I know, I know, it’s a WEDNESDAY; but, I have a really good excuse: it’s Fort Wayne’s own fashion designer Bill Blass‘ birthday! Born in Fort Wayne and educated at South Side, Blass went on to make his name in NYC and around the world designing and producing womenswear under his own label. The word designer, though, can refer to a myriad of creative roles: graphic designer, costume designer, video game designer, user experience and/or web designer, lighting designer, and much more. If it applies to all of these careers, what does it actually mean to be a designer, and, more specifically, a fashion designer?

Bill Blass designs. Photo courtesy of FWMoA.

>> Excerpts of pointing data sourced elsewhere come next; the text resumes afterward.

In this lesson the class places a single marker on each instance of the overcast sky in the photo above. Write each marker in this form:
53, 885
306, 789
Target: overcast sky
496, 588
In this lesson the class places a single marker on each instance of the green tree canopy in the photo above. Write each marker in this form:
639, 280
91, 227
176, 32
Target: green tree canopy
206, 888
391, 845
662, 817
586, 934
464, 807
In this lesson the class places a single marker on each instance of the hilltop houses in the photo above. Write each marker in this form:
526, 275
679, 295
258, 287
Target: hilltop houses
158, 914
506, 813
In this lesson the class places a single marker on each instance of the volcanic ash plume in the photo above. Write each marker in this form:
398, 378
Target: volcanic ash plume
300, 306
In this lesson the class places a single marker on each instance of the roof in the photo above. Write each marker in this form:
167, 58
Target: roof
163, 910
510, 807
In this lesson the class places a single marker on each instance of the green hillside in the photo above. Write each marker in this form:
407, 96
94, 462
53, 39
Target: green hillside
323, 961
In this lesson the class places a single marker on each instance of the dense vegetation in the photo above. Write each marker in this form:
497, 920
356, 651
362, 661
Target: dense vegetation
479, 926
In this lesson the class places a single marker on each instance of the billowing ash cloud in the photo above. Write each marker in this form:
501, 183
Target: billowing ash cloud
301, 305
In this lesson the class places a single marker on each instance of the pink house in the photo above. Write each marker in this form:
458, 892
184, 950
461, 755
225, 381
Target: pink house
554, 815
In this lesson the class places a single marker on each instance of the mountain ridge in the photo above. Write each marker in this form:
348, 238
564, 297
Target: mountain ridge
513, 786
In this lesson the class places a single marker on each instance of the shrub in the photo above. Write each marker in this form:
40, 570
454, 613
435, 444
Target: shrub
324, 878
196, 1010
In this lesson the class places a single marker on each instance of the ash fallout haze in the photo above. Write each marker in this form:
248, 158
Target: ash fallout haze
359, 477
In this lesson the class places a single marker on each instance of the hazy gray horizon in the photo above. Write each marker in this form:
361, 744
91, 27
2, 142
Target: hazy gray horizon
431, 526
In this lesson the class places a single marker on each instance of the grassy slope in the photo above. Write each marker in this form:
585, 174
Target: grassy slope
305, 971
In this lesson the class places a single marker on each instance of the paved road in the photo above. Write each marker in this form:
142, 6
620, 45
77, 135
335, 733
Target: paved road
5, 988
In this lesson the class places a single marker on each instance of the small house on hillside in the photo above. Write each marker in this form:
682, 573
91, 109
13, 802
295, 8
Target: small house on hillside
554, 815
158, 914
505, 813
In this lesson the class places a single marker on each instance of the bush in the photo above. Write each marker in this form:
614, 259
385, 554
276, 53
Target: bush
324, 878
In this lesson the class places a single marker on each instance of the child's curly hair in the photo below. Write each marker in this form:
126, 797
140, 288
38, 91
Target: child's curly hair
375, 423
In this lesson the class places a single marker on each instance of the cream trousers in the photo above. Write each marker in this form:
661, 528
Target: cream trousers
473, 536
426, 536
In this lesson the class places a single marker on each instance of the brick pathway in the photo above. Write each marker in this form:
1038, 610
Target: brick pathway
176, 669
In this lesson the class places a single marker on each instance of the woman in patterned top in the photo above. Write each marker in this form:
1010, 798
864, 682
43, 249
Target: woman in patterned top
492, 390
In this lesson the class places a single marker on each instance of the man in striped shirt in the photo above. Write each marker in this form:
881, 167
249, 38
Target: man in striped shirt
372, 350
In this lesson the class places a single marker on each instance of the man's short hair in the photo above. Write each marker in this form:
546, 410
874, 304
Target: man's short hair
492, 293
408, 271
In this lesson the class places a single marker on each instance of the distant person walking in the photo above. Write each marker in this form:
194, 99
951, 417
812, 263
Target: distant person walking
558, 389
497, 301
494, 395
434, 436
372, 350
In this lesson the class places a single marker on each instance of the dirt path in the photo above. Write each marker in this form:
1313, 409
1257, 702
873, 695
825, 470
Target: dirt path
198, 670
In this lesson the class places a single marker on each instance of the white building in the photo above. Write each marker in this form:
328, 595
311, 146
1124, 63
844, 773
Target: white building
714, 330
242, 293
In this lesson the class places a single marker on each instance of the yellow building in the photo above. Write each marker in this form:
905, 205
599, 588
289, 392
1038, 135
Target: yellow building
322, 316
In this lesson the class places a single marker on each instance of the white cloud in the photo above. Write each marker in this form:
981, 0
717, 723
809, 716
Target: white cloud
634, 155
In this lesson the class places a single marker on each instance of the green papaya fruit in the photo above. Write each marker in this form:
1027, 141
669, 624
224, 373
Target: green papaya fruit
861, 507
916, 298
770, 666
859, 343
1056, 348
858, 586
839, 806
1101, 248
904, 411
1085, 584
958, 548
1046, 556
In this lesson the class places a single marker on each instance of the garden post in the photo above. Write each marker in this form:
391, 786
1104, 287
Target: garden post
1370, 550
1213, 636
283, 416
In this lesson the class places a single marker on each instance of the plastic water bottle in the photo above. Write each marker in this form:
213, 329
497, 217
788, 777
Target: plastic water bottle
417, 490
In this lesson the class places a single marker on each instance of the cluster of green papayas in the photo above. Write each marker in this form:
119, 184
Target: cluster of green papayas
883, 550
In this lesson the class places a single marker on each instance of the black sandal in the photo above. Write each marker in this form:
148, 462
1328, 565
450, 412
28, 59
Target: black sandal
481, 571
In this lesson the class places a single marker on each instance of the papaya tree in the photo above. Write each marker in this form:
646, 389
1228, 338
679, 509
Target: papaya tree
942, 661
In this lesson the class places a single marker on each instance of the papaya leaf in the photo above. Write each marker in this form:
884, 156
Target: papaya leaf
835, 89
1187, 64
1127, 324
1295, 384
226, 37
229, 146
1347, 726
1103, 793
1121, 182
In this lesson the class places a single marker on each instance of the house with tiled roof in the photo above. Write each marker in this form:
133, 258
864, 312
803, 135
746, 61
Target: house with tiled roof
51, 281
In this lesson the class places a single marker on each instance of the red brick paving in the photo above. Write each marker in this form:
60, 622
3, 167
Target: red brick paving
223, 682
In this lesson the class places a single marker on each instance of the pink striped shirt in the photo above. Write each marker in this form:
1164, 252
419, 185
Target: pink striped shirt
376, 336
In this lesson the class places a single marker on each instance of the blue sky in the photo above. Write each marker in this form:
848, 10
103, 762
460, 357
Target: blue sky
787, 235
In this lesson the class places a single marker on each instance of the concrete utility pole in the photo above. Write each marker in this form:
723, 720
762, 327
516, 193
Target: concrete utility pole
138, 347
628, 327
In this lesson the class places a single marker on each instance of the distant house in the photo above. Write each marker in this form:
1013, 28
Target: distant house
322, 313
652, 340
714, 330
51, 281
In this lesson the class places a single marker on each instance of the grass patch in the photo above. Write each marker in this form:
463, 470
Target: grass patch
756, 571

Essentially, a designer is a generic term for anyone who plans or outlines the structure or form of something, before it is produced, in drawings (whether physically with pencil and paper or digitally with software). The designer is the creative force behind the thing, whether that’s a building, a website, or a dress. While the term historically referred to architects, today it encompasses art and craft thanks to the increased complexity of production methods and mass consumerism. Today, we divide designers into specific domains: landscape, urban, interior, industrial, furniture, fashion, and the like. No matter the specialty, all designers share skills and methods for making; they use design methods and thinking to approach problems systematically and create new solutions, always keeping in mind the target audience for their product.

For Bill Blass, his audience was the everyday woman who needed to go from work to play both comfortably and fashionably. In fashion, the art of design is the outcome of applied knowledge, aesthetic, and construction to both clothing and accessories. Influenced by culture and trends, designers are forward-thinking, constantly evolving and staying ahead (or directing) the newest styles. A balancing act of both form and function, fashion designers consider who will wear it (bespoke or mass market) and where (work, home, or play). Today, we recognize iconic styles and American fashion houses as brands: Calvin Klein, Ralph Lauren, Tommy Hilfiger, Levi Strauss, Kate Spade, Supreme, Guess, Tom Ford, and Diane von Furstenberg, to name a few; however, this wasn’t always the case.

Fashion designers create looks for individual customers (bespoke) and for mass production, often partnering with mass market lines like Target or UNIQLO. Bill Blass began his career designing for others. One of several sketchers or drafters, Blass’ designs were not his own but belonged to the fashion house, same for his fellow in-house designers. In fact, it wasn’t until the 19th century that Charles Frederick Worth first sewed his label into the garments he created. Before this clothing design was completed by anonymous seamstresses and styles filtered down from the royals at court; for example, when Parisian ladies-in-waiting started wearing a new hood design, it would transfer to the English courts and then slowly make its way through the social hierarchy. Today, it is leading fashion houses in Paris, Milan, New York City, and London that, through Fashion Week, sets the stage for that season’s fashion.

Bill Blass designs. Photo courtesy of FWMoA.

Blass eventually set up his own house, Bill Blass Limited, sketching and producing his designs under his own name. It was his name on the tag, not another designers. Most fashion designers begin with a sketch on paper. From there, they may drape fabric on a dress form (mannequin) or use a design app to visualize the final garment. They cut patterns out of muslin and then, once they have the vision cemented, create a sample garment. Designers will often show clients the sketch design, working to perfect it on paper before wasting expensive fabric resources to make a sample garment that doesn’t fit the individuals needs or vision. While royal courts held one or two dressmakers, much like court painters, in high esteem, today we are much more likely to mix-and-match our haute couture (high sewing; high quality, expensive fabric often sewn for a specific client) with ready-to-wear (prêt-à-porter; cross between haute couture and mass market because, while it isn’t made for a specific, individual client it is made with choice fabric and a high level of care) and mass market (cheaper and simpler fabrics, made on trend). Blass styled the working woman, making durable clothes that flattered but allowed the wearer to be on-the-go. Iconic pieces, he helped to steer American fashion into it’s own: a clean-cut and finished yet urban casual aesthetic.

Bill Blass designs. Photo courtesy of FWMoA.

Bill Blass: Fort Wayne’s Fashion Designer is now on exhibit at the Fort Wayne Museum of Art and the Fort Wayne History Center!